In 1788, and in total violation of what he had told Dixon, Meares started a new expedition with two vessels and more false papers. The ships sailed under the Portuguese flag and were given Portuguese names: the Felice Adventurero, captained by Meares, and the Iphigenia Nubiana, under William Douglas. The names are spelled in various ways, such as Feliz Aventureira and Efigenia Nubiana. They sailed from China on 22 January 1788 and arrived at Nootka Sound, on Vancouver Island in May. Using Nootka Sound as a base of operations he spent the summer trading for furs along the coasts of present-day British Columbia and Washington down to after having sailed as far south as Cape Lookout, having missed the Columbia River at Cape Disappointment.

On board Felice Adventurero for the 1788 voyage from China to Nootka Sound was Comekela, younger brother of Maquinna, chief of the Mowachaht Nuu-chah-nulth people of the Nootka Sound area. Comekela had sailed from Nootka Sound to China in 1786-87 with James Hanna.

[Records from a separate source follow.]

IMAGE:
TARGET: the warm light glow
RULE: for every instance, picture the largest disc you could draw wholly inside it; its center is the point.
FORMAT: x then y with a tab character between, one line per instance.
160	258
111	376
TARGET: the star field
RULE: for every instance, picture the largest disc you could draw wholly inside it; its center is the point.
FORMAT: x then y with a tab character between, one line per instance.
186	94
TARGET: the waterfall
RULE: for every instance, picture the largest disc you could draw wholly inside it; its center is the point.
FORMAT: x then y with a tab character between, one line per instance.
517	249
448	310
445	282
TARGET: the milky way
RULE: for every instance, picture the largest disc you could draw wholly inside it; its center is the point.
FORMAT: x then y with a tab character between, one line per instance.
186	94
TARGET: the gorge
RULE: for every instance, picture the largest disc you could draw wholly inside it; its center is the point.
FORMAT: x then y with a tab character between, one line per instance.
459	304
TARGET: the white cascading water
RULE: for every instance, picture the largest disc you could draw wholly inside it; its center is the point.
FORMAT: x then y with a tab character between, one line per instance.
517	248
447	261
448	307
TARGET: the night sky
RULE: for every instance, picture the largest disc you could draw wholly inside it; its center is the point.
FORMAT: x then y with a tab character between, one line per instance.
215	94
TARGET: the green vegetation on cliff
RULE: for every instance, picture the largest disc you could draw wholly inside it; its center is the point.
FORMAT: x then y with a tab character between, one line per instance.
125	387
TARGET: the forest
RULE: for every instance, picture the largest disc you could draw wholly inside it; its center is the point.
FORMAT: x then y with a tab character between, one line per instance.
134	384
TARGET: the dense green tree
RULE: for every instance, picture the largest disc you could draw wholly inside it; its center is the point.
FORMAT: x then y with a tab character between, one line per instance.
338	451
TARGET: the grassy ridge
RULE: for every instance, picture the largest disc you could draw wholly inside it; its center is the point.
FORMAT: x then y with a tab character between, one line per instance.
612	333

Meares later claimed that Maquinna, a chief of the Nuu-chah-nulth (Nootka) people, sold him some land on the shore of Friendly Cove in Nootka Sound, in exchange for some pistols and trade goods, and that on this land some kind of building was erected. These claims would become a key point in Britain's position during the Nootka Crisis. Spain strongly disputed both claims, and the true facts of the matter have never been fully established. Maquinna himself later called Meares a liar and denied selling him any land. The land and building aside, there is no doubt that Meares' men, and a group of Chinese workers they brought, built the sloop North West America. It was launched in September 1788, the first non-Indigenous vessel built in the Pacific Northwest.

In September Meares left, sailing the Felice Adventurero to China. The Iphigenia Nubiana and North West America wintered in the Hawaiian Islands. While on the island of Kauai, Meares picked up a Hawaiian chief or "prince of Attooi" (Kauai) by the name of Tianna (Kaʻiana – also spelled Tyaana & Tyanna), whom he took aboard his ship. He took Tianna to Guangzhou (Canton), China, where Meares found a Hawaiian woman by the name of Wynee, who had been left there by captain Charles William Barkley of the Imperial Eagle. Eventually, Meares returned Tianna to his homeland but Wynee died of illness on the voyage home. Wynee and Tianna are considered the first two Hawaiians to have traveled abroad. Later, Meares gained possession of Barkley's nautical gear and his journal. Barkley's wife, Frances Barkley, later wrote that Meares, "with the greatest effrontery, published and claimed the merit of my husband's discoveries therein contained, besides inventing lies of the most revolting nature tending to vilify the person he thus pilfered."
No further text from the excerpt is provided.